On Tuesday afternoon (Sept 30) just after noon, Julie called me at work, crying. She said the CF clinic just called, and Katie’s results came back positive for CF. I took the afternoon off. Shortly after I got home, the Celiac doctor (the one that referred us to the CF clinic) called us from his cell phone. He was in Israel on the last day of a vacation and he felt the need to call us to reassure us that even though the results were positive, there was reason for hope. He said he would be back in the office the following day and he would follow up with another phone call then.
The next day (Wed Oct 1), the Celiac doctor called us from his office at McMaster. He explained what the positive result meant:
- Katie most likely has CF.
- There are few, if any, false positives.
- But, they’d do another test to make sure.
- He explained that CF isn’t as scary as it once was.
- Half of CF patients now live into their 30s and beyond.
- And, he said that the daily regimen of treatments has been key to the increased life span (only 20 years ago, the median life span was only 16 years of age).

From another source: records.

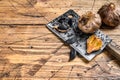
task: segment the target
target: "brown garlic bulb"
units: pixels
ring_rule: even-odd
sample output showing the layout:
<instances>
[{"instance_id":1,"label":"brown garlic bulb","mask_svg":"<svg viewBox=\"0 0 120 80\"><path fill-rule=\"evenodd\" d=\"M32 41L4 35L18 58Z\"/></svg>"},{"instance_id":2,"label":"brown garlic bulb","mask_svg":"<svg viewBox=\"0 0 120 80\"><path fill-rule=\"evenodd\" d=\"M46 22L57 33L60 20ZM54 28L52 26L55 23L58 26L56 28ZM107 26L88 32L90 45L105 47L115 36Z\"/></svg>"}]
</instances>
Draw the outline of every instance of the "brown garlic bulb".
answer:
<instances>
[{"instance_id":1,"label":"brown garlic bulb","mask_svg":"<svg viewBox=\"0 0 120 80\"><path fill-rule=\"evenodd\" d=\"M79 19L78 27L84 33L94 33L100 28L101 18L99 14L90 11L86 12Z\"/></svg>"},{"instance_id":2,"label":"brown garlic bulb","mask_svg":"<svg viewBox=\"0 0 120 80\"><path fill-rule=\"evenodd\" d=\"M99 11L102 22L110 28L115 28L120 24L120 7L117 7L114 3L103 5Z\"/></svg>"}]
</instances>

Our lives changed in an instant that day. We entered into a period of mourning for a number of days. We were devastated. We were fearful for what this meant for Katie. We were fearful for what it meant for us as a family. Noah, only 19 months older than Katie, would be impacted by this as well.

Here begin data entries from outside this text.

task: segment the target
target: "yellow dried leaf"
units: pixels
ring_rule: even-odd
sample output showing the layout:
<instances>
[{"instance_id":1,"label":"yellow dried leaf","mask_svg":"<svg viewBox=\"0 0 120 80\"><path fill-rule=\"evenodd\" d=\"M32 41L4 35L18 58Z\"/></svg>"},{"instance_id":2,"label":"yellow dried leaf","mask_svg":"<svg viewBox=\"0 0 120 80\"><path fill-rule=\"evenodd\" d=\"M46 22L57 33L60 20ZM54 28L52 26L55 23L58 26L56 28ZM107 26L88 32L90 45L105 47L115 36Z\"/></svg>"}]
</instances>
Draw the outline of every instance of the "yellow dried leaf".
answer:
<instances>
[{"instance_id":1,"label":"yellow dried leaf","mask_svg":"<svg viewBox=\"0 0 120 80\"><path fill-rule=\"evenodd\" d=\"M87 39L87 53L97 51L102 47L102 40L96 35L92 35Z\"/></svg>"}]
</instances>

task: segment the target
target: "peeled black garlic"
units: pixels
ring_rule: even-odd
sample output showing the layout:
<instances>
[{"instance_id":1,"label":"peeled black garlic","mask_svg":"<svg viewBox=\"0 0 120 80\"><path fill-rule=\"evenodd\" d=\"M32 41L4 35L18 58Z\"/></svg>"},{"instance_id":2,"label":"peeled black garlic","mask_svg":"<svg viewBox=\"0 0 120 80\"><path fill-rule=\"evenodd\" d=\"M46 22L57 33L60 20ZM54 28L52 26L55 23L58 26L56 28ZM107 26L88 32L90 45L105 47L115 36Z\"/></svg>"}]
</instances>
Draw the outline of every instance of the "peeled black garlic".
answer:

We surrounded ourselves by those that could offer comfort during those first few days after the diagnosis. Our immediate families, friends and our extended church family became our strength in those first few days and weeks after the diagnosis.

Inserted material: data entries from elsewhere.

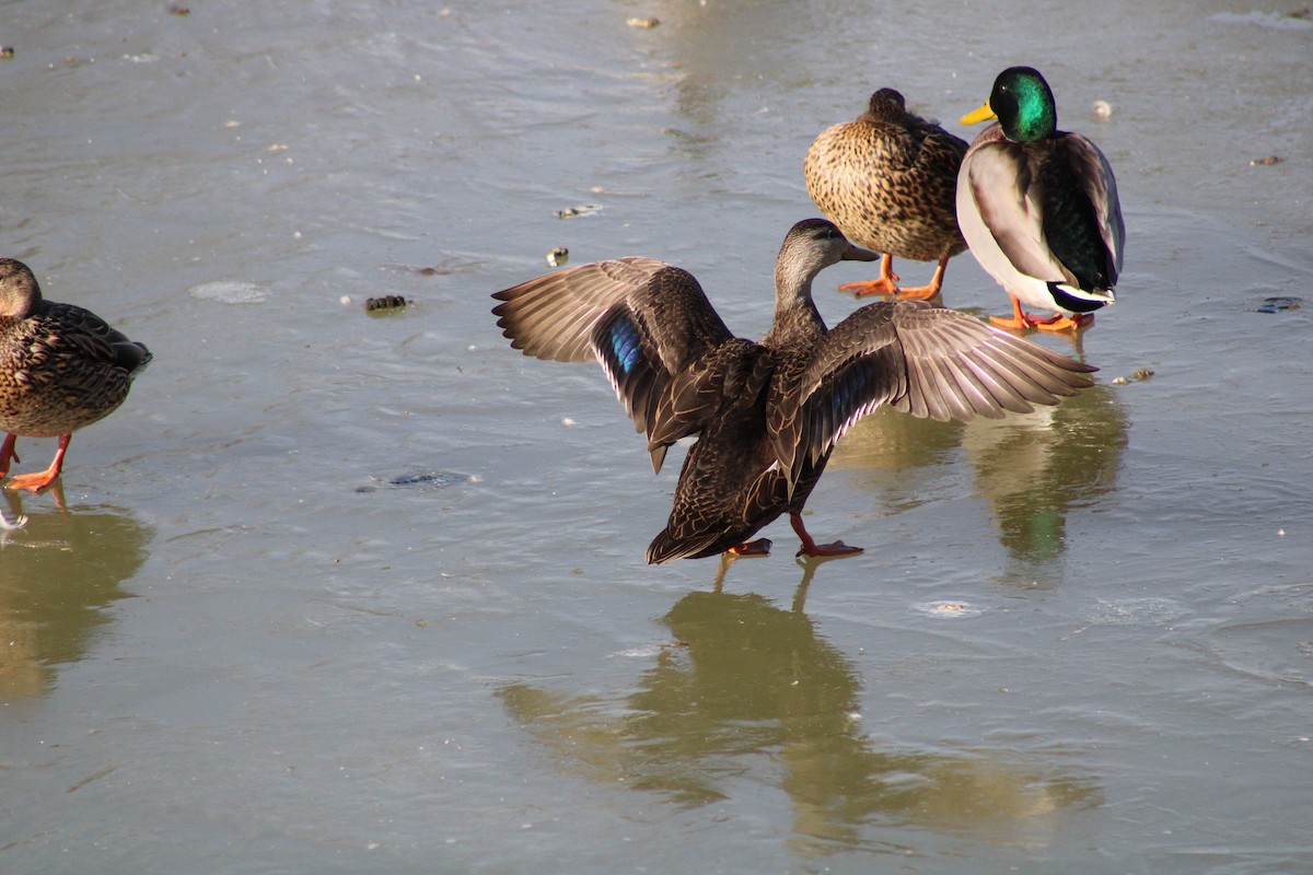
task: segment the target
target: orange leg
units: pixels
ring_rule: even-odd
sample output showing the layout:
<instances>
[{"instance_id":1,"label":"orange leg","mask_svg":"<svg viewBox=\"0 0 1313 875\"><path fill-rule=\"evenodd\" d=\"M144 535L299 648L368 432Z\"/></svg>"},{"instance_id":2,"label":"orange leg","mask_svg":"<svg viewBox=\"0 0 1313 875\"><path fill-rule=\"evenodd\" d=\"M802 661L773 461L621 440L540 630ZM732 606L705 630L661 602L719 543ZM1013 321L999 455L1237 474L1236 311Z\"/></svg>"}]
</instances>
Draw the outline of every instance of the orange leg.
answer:
<instances>
[{"instance_id":1,"label":"orange leg","mask_svg":"<svg viewBox=\"0 0 1313 875\"><path fill-rule=\"evenodd\" d=\"M797 513L789 514L789 522L793 523L793 531L798 533L798 539L802 540L802 547L798 548L796 555L798 556L855 556L861 552L861 547L850 547L842 540L835 540L829 544L818 544L807 534L806 526L802 525L802 516Z\"/></svg>"},{"instance_id":2,"label":"orange leg","mask_svg":"<svg viewBox=\"0 0 1313 875\"><path fill-rule=\"evenodd\" d=\"M737 559L739 556L769 556L771 555L771 539L758 538L756 540L746 540L738 547L730 547L725 551L726 556L730 559Z\"/></svg>"},{"instance_id":3,"label":"orange leg","mask_svg":"<svg viewBox=\"0 0 1313 875\"><path fill-rule=\"evenodd\" d=\"M1053 314L1052 319L1040 319L1035 327L1040 331L1079 331L1094 324L1094 314L1073 314L1064 316Z\"/></svg>"},{"instance_id":4,"label":"orange leg","mask_svg":"<svg viewBox=\"0 0 1313 875\"><path fill-rule=\"evenodd\" d=\"M1011 298L1011 295L1008 295L1008 298ZM1022 302L1012 298L1011 319L1007 316L990 316L989 320L999 328L1011 328L1012 331L1028 331L1031 328L1037 328L1040 331L1077 331L1079 328L1088 328L1092 325L1094 314L1075 314L1071 316L1053 314L1052 316L1036 316L1035 314L1023 312Z\"/></svg>"},{"instance_id":5,"label":"orange leg","mask_svg":"<svg viewBox=\"0 0 1313 875\"><path fill-rule=\"evenodd\" d=\"M4 439L4 446L0 446L0 480L9 475L11 462L22 462L18 454L14 451L13 445L18 442L17 434L8 434Z\"/></svg>"},{"instance_id":6,"label":"orange leg","mask_svg":"<svg viewBox=\"0 0 1313 875\"><path fill-rule=\"evenodd\" d=\"M935 266L935 274L930 278L928 285L899 289L894 293L894 296L898 298L898 300L930 300L939 294L940 287L944 285L944 270L947 269L948 256L944 256Z\"/></svg>"},{"instance_id":7,"label":"orange leg","mask_svg":"<svg viewBox=\"0 0 1313 875\"><path fill-rule=\"evenodd\" d=\"M26 489L28 492L41 492L51 483L59 479L59 472L64 468L64 453L68 451L68 441L72 439L72 434L59 436L59 449L55 450L55 459L50 463L50 467L41 474L21 474L9 483L5 484L7 489ZM5 441L8 445L9 442ZM9 454L13 454L13 446L9 446Z\"/></svg>"},{"instance_id":8,"label":"orange leg","mask_svg":"<svg viewBox=\"0 0 1313 875\"><path fill-rule=\"evenodd\" d=\"M880 277L876 279L865 279L863 282L846 282L839 286L839 291L851 291L852 294L861 295L897 295L898 294L898 274L894 273L894 257L888 252L880 258Z\"/></svg>"}]
</instances>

We did our best to put on a brave face though… just two days later, on October 2, we hosted a large family gathering to celebrate Noah’s 3rd birthday. Life had to go on. We couldn’t deprive Noah of joy during this time. So, we did our best to celebrate his birthday on his special day. We did have a good time, but, it was the first time that we had to address having a good time while having sad thoughts always lurking in the background.